2. Although the argument in the body of Konrad’s briefs appears to be that attempted coercion is the lesser offense that the prosecution should have called to the attention of the grand jury, the statement of points on this issue in Konrad’s opening brief refers to the class B misdemeanor of harassment, AS 11.61.120(a)(4), which prohibits threatening telephone calls that are made with intent to harass or annoy. Like attempted coercion, harassment is not a lesser-included offense of terroristic threatening under the circumstances of the present case. Harassment requires proof that the accused was the person who made the threatening telephone call and that the call was made with the intent to harass. In the present case, the recording made by Luann Konrad did not reveal who initially placed the call. Even assuming the state could have proved that it was Konrad, rather than his wife, who placed the call, it would still have had to prove that Konrad’s original purpose in placing the call was to harass or annoy. In contrast, the crime of terroristic threatening required the state to prove only that Konrad’s purpose was to instill fear of serious physical injury in his wife at the time he uttered the threatening remarks.
3. The word “threat” is defined in AS 11.81.900(b)(55) to include “a menace, however, communicated,” to inflict physical injury. Konrad does not challenge the adequacy of the statutory definition of “threat.”
4. The derivation table included in the Alaska Department of Law’s Criminal Law Manual lists Hawaii Revised Statute 707-715 in connection with Alaska’s terroristic threatening statute. This reference to the Hawaii statute is of questionable significance, however, because the derivation table does not necessarily indicate the actual source of any given Alaska statute. A preface to the derivation table cautions, in relevant part:
It should be noted that the derivation listing was compiled by the Criminal Division of the Department of Law after enactment of the revised code. Statutes from other jurisdictions that were actually considered by the Criminal Law Revision Subcommission are set out in a table appearing as an appendix to each volume of the six-part Tentative Draft of the code published by the Subcommission.
Id. at 6-1 — 6-2 (emphasis in original). The tentative draft contained no terroristic threatening provision. We note, moreover, that the derivation table referred to Hawaii Revised Statute 707-715 even before the terroristic statute was amended in 1984 to add subsection (a)(2), which for the first time added the provision requiring “repeated threats.”
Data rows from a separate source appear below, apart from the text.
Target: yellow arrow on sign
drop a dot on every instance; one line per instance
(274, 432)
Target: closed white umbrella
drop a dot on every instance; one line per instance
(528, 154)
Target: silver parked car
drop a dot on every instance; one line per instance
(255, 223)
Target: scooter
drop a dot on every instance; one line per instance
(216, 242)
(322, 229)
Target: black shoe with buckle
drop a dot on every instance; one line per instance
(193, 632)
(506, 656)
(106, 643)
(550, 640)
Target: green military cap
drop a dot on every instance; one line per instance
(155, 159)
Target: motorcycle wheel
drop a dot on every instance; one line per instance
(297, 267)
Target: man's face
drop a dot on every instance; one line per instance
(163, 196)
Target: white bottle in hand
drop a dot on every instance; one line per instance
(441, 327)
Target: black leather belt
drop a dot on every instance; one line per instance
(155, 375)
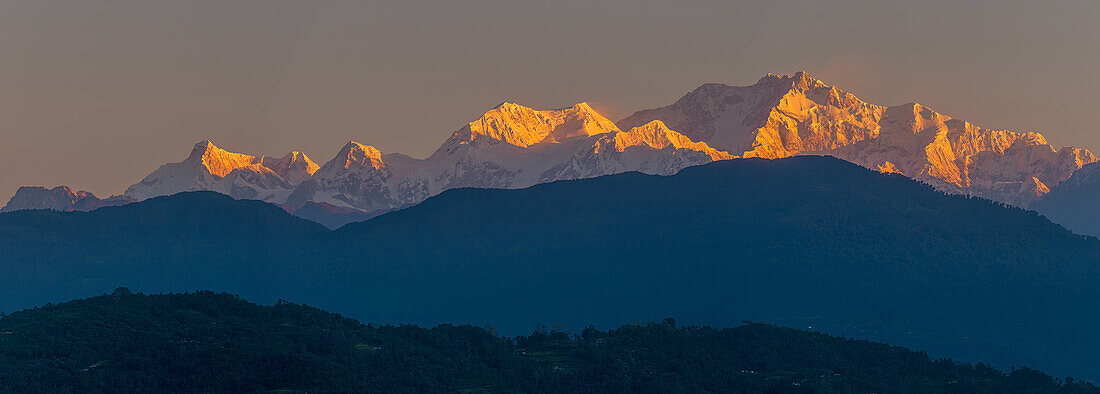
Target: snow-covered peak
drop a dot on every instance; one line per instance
(515, 124)
(295, 166)
(354, 155)
(217, 161)
(656, 134)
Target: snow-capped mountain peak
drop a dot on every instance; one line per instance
(218, 161)
(518, 126)
(295, 166)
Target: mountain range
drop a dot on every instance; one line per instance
(515, 146)
(804, 241)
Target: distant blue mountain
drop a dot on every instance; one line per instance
(804, 242)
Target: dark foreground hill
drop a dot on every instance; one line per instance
(217, 342)
(800, 242)
(1075, 203)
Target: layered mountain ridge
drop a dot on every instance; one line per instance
(514, 146)
(61, 198)
(780, 117)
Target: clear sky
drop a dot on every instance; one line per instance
(98, 94)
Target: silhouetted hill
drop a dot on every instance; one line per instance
(801, 242)
(1075, 203)
(187, 241)
(217, 342)
(330, 216)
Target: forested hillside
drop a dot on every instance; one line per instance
(799, 242)
(217, 342)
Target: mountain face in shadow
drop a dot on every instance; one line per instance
(805, 241)
(1076, 203)
(213, 342)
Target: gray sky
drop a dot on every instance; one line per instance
(98, 94)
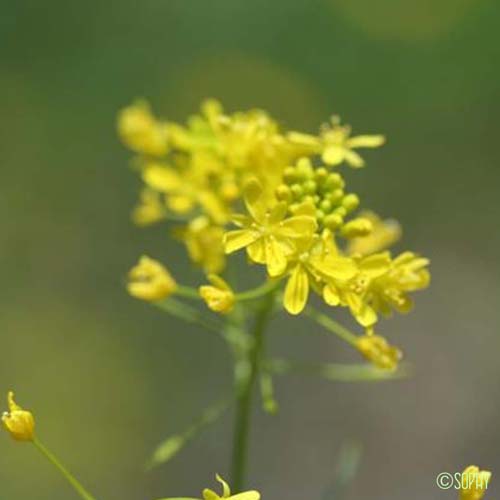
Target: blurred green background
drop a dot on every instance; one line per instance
(109, 377)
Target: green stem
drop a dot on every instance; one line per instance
(69, 477)
(332, 326)
(255, 293)
(245, 395)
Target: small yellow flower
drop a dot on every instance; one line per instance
(474, 483)
(315, 261)
(354, 293)
(226, 493)
(18, 422)
(150, 281)
(219, 297)
(335, 144)
(141, 132)
(377, 350)
(267, 235)
(407, 273)
(384, 234)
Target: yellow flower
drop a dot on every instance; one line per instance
(354, 293)
(219, 297)
(357, 227)
(384, 234)
(226, 493)
(150, 281)
(141, 132)
(267, 235)
(203, 241)
(474, 483)
(186, 188)
(377, 350)
(407, 273)
(315, 260)
(335, 144)
(18, 422)
(149, 210)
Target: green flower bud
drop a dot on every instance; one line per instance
(284, 193)
(310, 186)
(357, 227)
(350, 202)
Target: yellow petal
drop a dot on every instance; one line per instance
(257, 251)
(353, 159)
(296, 291)
(238, 239)
(333, 155)
(376, 265)
(275, 257)
(252, 194)
(299, 226)
(226, 491)
(303, 139)
(331, 295)
(278, 213)
(340, 268)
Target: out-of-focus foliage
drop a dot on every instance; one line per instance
(74, 344)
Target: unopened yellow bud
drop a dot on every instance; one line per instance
(350, 202)
(219, 296)
(377, 350)
(150, 281)
(357, 227)
(474, 483)
(141, 132)
(18, 422)
(333, 221)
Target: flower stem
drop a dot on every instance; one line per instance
(331, 325)
(245, 392)
(82, 492)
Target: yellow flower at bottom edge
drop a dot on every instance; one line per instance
(226, 493)
(377, 350)
(18, 422)
(150, 281)
(474, 483)
(219, 297)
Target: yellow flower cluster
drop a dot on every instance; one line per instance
(284, 193)
(474, 483)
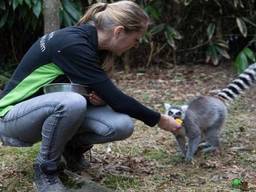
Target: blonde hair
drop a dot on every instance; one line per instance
(126, 13)
(106, 16)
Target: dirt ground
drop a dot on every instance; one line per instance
(148, 161)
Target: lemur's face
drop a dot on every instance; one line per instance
(177, 112)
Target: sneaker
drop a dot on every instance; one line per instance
(74, 158)
(46, 178)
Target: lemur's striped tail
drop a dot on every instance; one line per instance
(239, 85)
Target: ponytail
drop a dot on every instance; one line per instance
(90, 13)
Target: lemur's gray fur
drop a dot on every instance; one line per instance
(205, 115)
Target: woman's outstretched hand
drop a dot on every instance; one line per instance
(168, 123)
(95, 99)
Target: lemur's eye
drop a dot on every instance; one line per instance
(178, 113)
(170, 113)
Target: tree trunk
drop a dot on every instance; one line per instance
(51, 15)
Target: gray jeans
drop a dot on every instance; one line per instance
(58, 118)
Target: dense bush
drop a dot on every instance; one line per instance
(182, 31)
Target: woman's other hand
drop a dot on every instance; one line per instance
(168, 123)
(95, 99)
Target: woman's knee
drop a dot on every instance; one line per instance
(123, 128)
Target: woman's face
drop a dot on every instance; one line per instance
(123, 41)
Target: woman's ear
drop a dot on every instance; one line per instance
(118, 30)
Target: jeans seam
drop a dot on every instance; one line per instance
(103, 122)
(17, 117)
(53, 135)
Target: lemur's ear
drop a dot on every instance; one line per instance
(167, 106)
(184, 107)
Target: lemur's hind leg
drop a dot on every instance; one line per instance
(212, 138)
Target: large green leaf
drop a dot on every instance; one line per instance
(3, 19)
(2, 5)
(242, 26)
(210, 30)
(170, 40)
(153, 12)
(15, 4)
(29, 3)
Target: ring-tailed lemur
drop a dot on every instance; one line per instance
(205, 115)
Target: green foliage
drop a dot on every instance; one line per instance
(198, 28)
(70, 12)
(244, 58)
(182, 31)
5. Insofar as Konrad has claimed that AS 11.56.810(a)(2) would permit arbitrary enforcement, he has failed to establish any history of arbitrary enforcement to support his claim. See, e.g., Summers v. Anchorage, 589 P.2d at 866-67; Holton v. State,602 P.2d 1228, 1234 (Alaska 1979).
6. The record discloses no efforts by Konrad’s trial counsel to reschedule sentencing for a time when Judge Craske might have been available or to make other arrangements that might have allowed the sentencing hearing to be conducted by Judge Craske. Had trial counsel made such efforts, we believe that reassignment of the case for sentencing purposes would have amounted to error, absent compelling circumstances precluding the trial judge’s participation. We emphasize, however, that on appeal Konrad does not argue that he should have been sentenced by Judge Craske. Rather, his only point is that he should have received a new trial before Judge Buckalew. Our holding addresses only that contention.